A new kind of optical cable will provide ultrafast connections between electronic devices.
There's a reason that the Internet backbone is made of fiber-optic cables: photons transport bits of information faster than electrons. But while photons and fiber are the most efficient way of sending data across continents, it's still cheaper and easier to use electrons in copper wiring for most data transfer over shorter distances.
Now Intel plans to sell inexpensive cables with fiber-optic-caliber speed to connect, for instance, a laptop and an external hard drive, or a phone and a desktop computer. At the Intel Developer Forum (IDF) in San Francisco Wednesday, the company announced a new type of optical cable that it hopes will be fast, cheap, and thin enough to make it an attractive replacement for multiple copper wires.
By 2010, says Dadi Perlmutter, vice president of Intel's mobility group, the company hopes to ship an optical cable called Light Peak that will be able to zip 10 gigabits of data per second from one gadget to another, a rate equivalent of transferring a Blu-ray movie from a computer to a mobile video player in 30 seconds. A single Light Peak cable will also be capable of transporting different types of data simultaneously, meaning it will be possible to back up a hard drive, transfer high-definition video, and connect to a network with just one line.
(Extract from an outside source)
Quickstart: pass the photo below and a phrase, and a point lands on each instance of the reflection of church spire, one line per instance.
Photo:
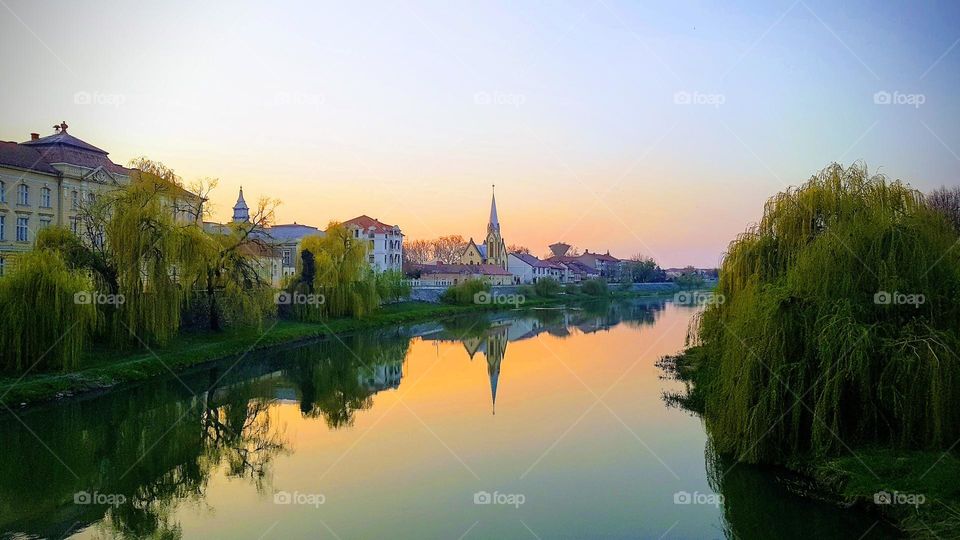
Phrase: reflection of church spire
(495, 350)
At both ends of a Light Peak cable are chips that contain devices that produce light, encode data in it, and send it on its way. The chips can also amplify incoming signals and convert the light to an electrical signal that can be interpreted by gadgets. The first generation of Light Peak will use chips made with standard optical materials such as gallium arsenide. However, to truly make optical cables cheap enough to replace copper, future versions of Light Peak, which will handle 40-gigabits-per-second and 100-gigabits-per-second transfer rates, will most likely need to rely on silicon-based optical chips, a product of the maturing field of silicon photonics. Silicon photonics researchers hope to transform computing by making high-bandwidth connectors cheaper than ever before, not just in cables, but also eventually within electronic motherboards and microprocessors.
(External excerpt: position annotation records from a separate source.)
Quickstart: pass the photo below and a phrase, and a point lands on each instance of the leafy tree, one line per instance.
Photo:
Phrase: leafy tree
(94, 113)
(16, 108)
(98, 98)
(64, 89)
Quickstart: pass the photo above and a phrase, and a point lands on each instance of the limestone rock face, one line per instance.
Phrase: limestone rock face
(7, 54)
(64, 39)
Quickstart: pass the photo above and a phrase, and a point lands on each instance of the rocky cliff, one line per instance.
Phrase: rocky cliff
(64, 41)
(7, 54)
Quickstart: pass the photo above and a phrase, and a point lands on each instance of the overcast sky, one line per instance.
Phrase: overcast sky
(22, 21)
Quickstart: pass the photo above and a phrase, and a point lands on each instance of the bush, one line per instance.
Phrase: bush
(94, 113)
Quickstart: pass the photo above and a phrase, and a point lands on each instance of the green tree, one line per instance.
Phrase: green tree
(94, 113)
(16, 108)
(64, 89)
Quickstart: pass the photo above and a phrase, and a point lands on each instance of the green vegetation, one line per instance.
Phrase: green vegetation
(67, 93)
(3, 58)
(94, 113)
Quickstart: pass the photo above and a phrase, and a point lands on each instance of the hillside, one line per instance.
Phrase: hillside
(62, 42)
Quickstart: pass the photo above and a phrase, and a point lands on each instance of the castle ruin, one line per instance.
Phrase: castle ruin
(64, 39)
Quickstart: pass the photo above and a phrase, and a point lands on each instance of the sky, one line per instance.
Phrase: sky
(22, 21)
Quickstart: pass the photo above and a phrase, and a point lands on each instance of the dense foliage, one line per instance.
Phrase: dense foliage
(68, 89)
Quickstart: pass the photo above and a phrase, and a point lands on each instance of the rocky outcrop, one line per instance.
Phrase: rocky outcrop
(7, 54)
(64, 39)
"This will be a long-term transition," says Perlmutter, referring to the fact that it takes years to develop and adopt standards for new connecting technologies. On stage during his IDF keynote, he held up in one hand a bundle of cables he currently lugs around with his laptop, and in the other, a thin, white Light Peak prototype cable. "I have a very light notebook," he said, "but carry a huge amount of cables with me."